HESI RN
HESI 799 RN Exit Exam Capstone
1. A client with a history of atrial fibrillation is prescribed warfarin. What is the nurse's priority teaching?
- A. Avoid eating foods high in potassium.
- B. Avoid foods high in vitamin K.
- C. Take the medication on an empty stomach.
- D. Take the medication at bedtime for best results.
Correct answer: B
Rationale: The correct answer is B: 'Avoid foods high in vitamin K.' Warfarin is an anticoagulant medication that works by interfering with vitamin K-dependent clotting factors. Therefore, consuming foods high in vitamin K can affect the medication's effectiveness. Choices A, C, and D are incorrect because: A) Warfarin is not affected by foods high in potassium; C) Warfarin should be taken with food to minimize gastrointestinal side effects; D) There is no specific requirement for taking warfarin at bedtime for best results.
2. A client on mechanical ventilation is experiencing high-pressure alarms. What action should the nurse implement first?
- A. Check the client's oxygen saturation.
- B. Assess the client's endotracheal tube for obstruction.
- C. Reposition the client to relieve pressure.
- D. Suction the client's airway.
Correct answer: B
Rationale: The correct answer is to assess the client's endotracheal tube for obstruction. When a client on mechanical ventilation experiences high-pressure alarms, the first action should be to check for any potential obstructions in the airway, which can trigger the alarms. Checking the oxygen saturation (Choice A) is important but not the priority when dealing with high-pressure alarms. Repositioning the client (Choice C) may be necessary later but should not be the initial action. Suctioning the client's airway (Choice D) should only be done after assessing for and addressing any obstructions in the endotracheal tube.
3. The nurse is caring for a client with chronic obstructive pulmonary disease (COPD) who is receiving oxygen therapy. Which assessment finding indicates that the client's oxygenation is improving?

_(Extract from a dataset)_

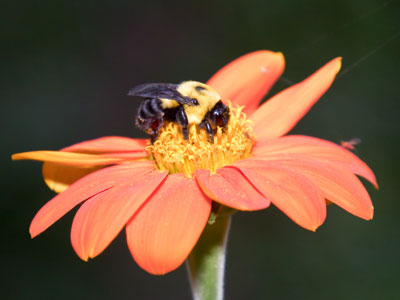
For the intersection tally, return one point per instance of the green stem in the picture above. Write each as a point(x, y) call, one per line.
point(206, 263)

- A. Pulse oximetry reading of 94%
- B. Heart rate increases from 80 to 90 beats per minute
- C. Respiratory rate increases from 16 to 20 breaths per minute
- D. Client reports increased energy levels
Correct answer: A
Rationale: A pulse oximetry reading of 94% indicates adequate oxygenation. Monitoring oxygen saturation is the most objective way to assess the effectiveness of oxygen therapy. Choices B, C, and D do not directly reflect the client's oxygenation status. An increase in heart rate or respiratory rate may indicate increased work of breathing or stress on the body. The client reporting increased energy levels is subjective and may not directly correlate with improved oxygenation.

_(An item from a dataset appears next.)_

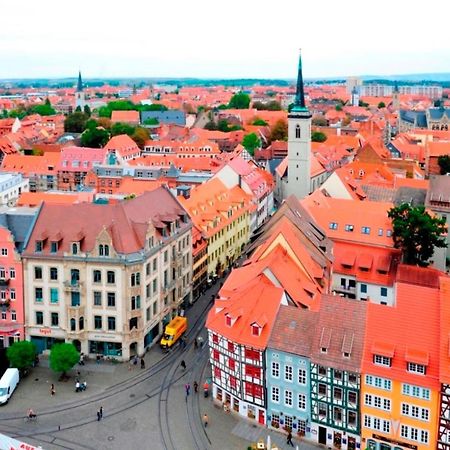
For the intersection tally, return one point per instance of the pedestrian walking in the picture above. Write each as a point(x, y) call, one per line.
point(289, 439)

4. What pathophysiological events occur sequentially in the development of atherosclerosis?
- A. Foam cells release growth factors.
- B. Smooth muscle grows over fatty streaks creating fibrous plaques.

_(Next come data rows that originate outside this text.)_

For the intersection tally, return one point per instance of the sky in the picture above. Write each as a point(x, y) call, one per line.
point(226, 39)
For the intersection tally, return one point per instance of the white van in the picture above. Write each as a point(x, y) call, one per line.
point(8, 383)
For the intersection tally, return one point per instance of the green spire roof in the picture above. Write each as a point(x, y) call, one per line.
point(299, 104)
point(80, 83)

- C. Macrophages consume low-density lipoprotein (LDL) and create foam cells.
- D. Arterial endothelium injury causes inflammation.
Correct answer: D
Rationale: The correct sequence of pathophysiological events in the development of atherosclerosis starts with arterial endothelium injury causing inflammation. This inflammation triggers the formation of foam cells by macrophages consuming low-density lipoprotein (LDL). Subsequently, smooth muscle grows over fatty streaks, creating fibrous plaques. Therefore, option D is the correct answer. Choices A, B, and C are incorrect because they do not reflect the accurate chronological order of events in the pathogenesis of atherosclerosis.
5. An older client is brought to the ED with a sudden onset of confusion that occurred after experiencing a fall at home. The client's daughter, who has power of attorney, has brought the client's prescriptions. Which information should the nurse provide first when reporting to the healthcare provider using SBAR communication?
- A. The client has been taking multiple medications
- B. The client is experiencing increasing confusion
- C. The client's vital signs are stable
- D. The client fell at home and has sustained bruises
Correct answer: B
Rationale: When utilizing the SBAR communication method, the nurse should prioritize reporting the client's increasing confusion to the healthcare provider first. Sudden onset of confusion in an older adult following a fall can indicate serious underlying conditions like a head injury, medication reaction, or infection. Addressing the confusion as the primary concern ensures prompt assessment and appropriate treatment. Choices A, C, and D are not as urgent as the client's increasing confusion and may be addressed after ensuring immediate attention to the potential critical issue.